Solusi Agar Jakarta Tak Tenggelam
-
Date:
02 Agu 2021 -
Author:
KEHATI
Ditulis oleh
Julian Saputra – Technical Assistant Program Ekosistem Kelautan Yayasan KEHATI
Presiden Amerika Serikat, Joe Biden baru-baru ini membuat pernyataan yang menyentak warga Jakarta. Dalam pidatonya yang dipublikasikan whitehouse.gov, Biden menyebutkan kenaikan permukaan laut dapat menenggelamkan Jakarta dalam sepuluh tahun ke depan. Pernyataan Joe Biden tersebut disampaikan setelah ia mengetahui adanya dampak dari perubahan iklim yang kian ekstrem, dengan proyeksi peningkatan permukaan laut sekitar dua setengah kaki atau sekitar 76,2 cm.

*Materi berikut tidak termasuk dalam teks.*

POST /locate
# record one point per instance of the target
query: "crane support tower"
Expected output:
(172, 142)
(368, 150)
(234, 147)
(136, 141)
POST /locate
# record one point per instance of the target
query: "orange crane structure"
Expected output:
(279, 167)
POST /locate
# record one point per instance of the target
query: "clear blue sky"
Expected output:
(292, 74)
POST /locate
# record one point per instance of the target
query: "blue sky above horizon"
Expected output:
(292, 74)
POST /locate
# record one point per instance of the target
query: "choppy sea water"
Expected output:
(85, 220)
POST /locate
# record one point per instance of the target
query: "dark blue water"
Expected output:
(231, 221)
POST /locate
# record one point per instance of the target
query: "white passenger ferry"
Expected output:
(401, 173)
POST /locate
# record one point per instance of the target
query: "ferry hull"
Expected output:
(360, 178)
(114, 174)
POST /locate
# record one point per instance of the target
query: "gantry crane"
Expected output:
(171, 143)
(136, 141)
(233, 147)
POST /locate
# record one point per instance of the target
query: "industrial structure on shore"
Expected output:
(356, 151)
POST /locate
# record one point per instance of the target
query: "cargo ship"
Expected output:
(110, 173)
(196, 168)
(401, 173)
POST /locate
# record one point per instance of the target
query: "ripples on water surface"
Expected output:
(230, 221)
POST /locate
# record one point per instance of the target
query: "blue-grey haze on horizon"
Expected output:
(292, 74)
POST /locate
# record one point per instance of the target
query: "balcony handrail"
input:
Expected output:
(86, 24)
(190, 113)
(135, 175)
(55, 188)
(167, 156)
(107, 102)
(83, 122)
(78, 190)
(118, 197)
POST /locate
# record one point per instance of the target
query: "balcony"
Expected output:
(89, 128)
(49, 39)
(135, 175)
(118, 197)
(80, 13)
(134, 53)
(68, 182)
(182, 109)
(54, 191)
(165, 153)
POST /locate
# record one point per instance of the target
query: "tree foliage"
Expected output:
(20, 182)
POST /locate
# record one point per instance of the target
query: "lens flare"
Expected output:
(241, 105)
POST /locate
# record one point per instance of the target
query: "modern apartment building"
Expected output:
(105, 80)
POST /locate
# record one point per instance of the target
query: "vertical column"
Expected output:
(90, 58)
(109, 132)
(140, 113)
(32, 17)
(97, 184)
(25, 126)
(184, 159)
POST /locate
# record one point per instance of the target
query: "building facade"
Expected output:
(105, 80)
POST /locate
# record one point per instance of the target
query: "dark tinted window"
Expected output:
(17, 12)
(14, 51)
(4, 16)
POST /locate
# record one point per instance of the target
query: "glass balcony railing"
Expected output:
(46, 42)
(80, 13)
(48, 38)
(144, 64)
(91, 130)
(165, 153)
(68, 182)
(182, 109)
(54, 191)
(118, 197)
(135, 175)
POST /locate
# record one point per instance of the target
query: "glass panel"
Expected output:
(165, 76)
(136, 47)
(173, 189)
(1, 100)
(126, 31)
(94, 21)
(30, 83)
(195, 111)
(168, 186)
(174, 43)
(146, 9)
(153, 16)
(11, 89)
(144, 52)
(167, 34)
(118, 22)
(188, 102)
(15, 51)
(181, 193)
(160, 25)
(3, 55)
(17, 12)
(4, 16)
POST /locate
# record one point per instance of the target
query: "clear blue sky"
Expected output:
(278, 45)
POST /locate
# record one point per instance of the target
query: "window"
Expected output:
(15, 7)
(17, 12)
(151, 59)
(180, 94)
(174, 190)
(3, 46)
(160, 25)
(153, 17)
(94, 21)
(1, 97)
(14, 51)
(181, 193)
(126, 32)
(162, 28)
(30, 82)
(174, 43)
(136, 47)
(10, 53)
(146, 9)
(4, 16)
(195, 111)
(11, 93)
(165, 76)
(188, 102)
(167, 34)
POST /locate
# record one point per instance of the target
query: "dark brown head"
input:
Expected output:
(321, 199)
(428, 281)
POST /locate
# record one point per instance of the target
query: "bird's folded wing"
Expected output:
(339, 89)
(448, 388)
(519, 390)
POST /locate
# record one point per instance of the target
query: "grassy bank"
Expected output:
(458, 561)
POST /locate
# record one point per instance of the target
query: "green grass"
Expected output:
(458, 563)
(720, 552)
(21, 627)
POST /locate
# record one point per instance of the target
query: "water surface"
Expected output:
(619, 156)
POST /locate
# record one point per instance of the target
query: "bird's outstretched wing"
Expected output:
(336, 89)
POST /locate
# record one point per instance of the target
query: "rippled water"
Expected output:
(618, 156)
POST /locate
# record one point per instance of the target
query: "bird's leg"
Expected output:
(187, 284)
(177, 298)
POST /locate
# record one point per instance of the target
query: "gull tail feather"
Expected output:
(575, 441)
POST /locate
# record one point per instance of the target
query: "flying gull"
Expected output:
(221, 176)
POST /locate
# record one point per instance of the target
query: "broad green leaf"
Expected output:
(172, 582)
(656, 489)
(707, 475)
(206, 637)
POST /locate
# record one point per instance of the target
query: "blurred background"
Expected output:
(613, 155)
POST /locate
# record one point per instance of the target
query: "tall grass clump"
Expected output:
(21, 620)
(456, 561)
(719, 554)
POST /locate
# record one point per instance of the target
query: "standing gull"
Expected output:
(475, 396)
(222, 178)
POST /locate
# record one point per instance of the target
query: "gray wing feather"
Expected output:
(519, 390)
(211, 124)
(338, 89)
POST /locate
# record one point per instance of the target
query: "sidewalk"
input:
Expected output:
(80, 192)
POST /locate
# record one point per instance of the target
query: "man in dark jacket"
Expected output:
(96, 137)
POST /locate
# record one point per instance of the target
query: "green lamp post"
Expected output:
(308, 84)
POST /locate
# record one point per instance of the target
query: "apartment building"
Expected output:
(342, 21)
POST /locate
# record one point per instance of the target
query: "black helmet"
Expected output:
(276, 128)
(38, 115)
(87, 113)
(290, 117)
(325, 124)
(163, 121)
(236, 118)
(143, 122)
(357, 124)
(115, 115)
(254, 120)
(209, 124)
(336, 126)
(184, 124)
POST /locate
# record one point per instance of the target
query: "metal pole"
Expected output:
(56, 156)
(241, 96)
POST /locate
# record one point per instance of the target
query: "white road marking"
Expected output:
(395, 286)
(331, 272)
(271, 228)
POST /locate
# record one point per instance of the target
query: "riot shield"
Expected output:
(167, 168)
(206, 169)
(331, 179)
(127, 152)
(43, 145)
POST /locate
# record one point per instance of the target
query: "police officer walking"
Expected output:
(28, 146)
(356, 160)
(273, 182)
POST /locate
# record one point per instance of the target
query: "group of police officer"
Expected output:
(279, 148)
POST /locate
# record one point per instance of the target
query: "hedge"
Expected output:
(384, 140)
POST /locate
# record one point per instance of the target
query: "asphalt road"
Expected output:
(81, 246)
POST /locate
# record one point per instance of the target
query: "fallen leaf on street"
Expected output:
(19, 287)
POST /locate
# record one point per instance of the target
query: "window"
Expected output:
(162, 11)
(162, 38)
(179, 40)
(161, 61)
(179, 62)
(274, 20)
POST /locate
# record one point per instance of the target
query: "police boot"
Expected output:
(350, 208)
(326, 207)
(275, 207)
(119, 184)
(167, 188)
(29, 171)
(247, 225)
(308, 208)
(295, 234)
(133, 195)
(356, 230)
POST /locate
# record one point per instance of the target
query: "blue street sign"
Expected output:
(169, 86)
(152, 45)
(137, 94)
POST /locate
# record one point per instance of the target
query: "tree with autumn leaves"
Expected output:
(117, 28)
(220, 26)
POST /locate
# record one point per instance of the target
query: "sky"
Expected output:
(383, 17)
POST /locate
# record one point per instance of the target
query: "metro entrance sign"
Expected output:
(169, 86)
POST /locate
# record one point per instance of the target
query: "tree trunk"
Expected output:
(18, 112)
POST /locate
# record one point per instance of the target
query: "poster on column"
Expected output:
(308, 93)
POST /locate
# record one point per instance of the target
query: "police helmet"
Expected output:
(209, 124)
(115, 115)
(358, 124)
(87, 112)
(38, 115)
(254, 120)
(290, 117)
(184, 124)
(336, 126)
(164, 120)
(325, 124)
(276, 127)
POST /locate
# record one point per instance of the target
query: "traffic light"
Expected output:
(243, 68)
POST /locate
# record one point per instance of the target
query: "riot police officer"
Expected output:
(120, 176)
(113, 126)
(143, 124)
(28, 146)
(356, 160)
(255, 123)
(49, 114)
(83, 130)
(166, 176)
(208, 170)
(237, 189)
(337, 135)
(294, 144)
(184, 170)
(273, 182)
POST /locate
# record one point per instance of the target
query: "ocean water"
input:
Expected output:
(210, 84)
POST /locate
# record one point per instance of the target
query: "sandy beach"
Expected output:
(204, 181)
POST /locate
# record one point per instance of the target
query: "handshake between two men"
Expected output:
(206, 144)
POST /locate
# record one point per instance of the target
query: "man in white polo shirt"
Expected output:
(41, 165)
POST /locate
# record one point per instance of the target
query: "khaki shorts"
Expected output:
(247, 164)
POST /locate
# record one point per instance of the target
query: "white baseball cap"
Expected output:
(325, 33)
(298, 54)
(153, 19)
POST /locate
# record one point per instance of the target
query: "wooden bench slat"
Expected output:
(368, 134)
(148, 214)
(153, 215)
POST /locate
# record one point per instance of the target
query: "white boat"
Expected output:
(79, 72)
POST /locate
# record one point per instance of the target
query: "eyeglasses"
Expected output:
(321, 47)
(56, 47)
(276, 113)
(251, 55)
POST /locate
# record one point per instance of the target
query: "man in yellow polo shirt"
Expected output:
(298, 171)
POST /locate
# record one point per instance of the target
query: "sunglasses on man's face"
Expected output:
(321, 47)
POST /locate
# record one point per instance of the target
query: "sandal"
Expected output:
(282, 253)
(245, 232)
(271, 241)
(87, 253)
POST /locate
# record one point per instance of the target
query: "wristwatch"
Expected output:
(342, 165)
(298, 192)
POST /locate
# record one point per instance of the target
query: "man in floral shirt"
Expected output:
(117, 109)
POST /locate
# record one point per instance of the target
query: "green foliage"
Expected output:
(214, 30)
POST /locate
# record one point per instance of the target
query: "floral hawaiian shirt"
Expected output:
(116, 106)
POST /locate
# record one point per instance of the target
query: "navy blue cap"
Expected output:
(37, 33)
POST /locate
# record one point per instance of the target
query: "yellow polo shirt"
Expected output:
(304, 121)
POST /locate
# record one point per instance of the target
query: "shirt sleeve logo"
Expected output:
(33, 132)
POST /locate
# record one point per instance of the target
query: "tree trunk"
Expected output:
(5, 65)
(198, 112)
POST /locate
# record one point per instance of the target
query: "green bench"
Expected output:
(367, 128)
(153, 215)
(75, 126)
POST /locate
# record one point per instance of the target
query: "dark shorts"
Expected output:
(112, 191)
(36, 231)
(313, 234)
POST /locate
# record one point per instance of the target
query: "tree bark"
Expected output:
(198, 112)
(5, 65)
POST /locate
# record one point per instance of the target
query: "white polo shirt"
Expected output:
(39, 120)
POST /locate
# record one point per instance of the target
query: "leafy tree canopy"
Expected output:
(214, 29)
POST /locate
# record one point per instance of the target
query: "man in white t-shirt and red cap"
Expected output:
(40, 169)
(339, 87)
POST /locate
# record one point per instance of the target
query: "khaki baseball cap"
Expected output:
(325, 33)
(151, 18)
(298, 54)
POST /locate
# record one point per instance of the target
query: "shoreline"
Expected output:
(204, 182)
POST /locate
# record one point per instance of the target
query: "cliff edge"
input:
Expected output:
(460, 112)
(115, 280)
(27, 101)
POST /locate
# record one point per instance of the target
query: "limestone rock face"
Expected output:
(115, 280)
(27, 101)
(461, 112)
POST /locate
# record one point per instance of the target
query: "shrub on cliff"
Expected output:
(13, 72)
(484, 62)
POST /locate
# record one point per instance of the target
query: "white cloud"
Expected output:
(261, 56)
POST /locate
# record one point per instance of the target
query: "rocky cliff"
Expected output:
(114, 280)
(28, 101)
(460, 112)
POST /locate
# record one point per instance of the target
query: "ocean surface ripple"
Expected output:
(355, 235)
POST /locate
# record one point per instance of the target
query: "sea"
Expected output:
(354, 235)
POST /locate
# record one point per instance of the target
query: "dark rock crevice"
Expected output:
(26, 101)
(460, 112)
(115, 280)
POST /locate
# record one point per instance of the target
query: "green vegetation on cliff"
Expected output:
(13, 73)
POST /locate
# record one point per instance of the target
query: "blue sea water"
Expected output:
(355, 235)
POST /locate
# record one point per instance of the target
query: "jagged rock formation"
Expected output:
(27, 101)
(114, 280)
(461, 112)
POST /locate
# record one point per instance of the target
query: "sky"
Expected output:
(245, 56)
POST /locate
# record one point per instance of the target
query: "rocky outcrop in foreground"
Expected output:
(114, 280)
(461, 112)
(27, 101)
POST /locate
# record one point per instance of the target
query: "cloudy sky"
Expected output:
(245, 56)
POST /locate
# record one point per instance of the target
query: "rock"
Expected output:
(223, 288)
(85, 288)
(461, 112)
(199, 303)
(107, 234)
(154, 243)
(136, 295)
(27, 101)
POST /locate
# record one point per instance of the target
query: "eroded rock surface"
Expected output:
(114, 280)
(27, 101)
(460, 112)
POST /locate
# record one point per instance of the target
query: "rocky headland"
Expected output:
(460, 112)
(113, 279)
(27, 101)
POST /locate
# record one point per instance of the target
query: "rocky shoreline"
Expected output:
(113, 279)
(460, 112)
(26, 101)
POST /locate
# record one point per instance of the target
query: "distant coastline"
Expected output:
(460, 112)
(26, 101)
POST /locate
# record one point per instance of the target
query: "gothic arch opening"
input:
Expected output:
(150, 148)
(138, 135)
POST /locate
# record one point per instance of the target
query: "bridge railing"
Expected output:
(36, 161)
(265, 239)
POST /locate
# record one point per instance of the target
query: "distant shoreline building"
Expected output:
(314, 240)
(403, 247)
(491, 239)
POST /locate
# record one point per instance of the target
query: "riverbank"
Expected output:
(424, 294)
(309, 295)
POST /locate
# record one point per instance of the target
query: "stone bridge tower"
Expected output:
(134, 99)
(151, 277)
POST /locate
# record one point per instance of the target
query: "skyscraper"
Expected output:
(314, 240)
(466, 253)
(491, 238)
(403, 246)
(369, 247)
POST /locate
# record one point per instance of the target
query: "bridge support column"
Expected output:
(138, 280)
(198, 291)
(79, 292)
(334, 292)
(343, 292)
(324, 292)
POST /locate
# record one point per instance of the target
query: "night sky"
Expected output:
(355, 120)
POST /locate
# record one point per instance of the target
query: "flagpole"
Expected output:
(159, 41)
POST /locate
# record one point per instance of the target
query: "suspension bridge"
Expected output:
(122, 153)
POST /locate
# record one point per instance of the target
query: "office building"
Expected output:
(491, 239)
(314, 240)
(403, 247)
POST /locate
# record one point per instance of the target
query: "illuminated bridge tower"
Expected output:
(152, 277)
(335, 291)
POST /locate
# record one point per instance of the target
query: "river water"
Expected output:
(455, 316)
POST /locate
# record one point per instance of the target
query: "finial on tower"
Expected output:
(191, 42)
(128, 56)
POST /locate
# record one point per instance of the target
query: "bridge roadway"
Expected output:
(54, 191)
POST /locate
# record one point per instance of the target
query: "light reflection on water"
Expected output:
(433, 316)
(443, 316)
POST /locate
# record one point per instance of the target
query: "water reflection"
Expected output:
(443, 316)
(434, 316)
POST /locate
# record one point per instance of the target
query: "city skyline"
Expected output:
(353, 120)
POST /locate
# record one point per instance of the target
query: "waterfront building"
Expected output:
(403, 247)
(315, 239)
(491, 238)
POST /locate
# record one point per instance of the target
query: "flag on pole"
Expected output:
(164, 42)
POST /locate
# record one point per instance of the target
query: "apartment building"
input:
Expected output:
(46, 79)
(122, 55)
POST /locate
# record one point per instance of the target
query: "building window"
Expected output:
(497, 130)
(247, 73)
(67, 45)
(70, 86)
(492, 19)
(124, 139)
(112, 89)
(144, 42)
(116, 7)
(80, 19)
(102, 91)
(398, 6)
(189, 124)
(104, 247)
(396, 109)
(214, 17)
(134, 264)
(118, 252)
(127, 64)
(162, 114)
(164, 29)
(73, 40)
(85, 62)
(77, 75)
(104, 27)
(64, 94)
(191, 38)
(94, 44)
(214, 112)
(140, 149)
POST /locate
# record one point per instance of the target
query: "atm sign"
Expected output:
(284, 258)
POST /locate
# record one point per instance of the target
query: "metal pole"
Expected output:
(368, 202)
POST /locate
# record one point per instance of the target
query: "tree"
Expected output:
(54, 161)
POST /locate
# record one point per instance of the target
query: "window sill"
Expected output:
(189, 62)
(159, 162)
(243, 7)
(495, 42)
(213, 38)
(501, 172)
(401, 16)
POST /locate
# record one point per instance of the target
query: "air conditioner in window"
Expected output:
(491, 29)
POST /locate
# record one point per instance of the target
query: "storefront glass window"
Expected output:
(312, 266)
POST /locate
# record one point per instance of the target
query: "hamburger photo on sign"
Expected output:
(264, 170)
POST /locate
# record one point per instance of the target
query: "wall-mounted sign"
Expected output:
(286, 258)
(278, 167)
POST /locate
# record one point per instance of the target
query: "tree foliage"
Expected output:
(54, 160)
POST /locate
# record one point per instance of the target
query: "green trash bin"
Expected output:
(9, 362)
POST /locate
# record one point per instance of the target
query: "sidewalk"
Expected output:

Daerah pesisir Jakarta beberapa tahun belakangan memang semakin akrab dengan bencana banjir rob (banjir pasang surut air laut). Hal ini berdampak pada aktivitas pemerintahan dan ekonomi tidak hanya regional Jakarta, bahkan Indonesia. Dimana status Jakarta yang merupakan daerah khusus ibukota sekaligus menjadi pusat ekonomi Indonesia. Banjir rob sendiri disebabkan oleh fenomena tinggi-rendahnya pasang surut air laut yang terjadi pada musim hujan maupun musim kemarau. Jadi rob ini tidak berpengaruh terhadap curah hujan. Faktor lain yang mempengaruhi rob adalah kenaikan muka air laut akibat pemanasan global. Kemudian penurunan muka tanah (land subsidence) akibat beban bangunan yang semakin banyak, diperparah dengan pemakaian air tanah yang tidak terkendali. Sayangnya, semua faktor tersebut dapat ditemukan di pesisir Jakarta sehingga memperparah kondisi rob yang terjadi setiap tahun. Selain rob, ancaman abrasi juga terjadi lantaran banyak wilayah di pesisir Jakarta berubah menjadi kawasan industri dan perumahan.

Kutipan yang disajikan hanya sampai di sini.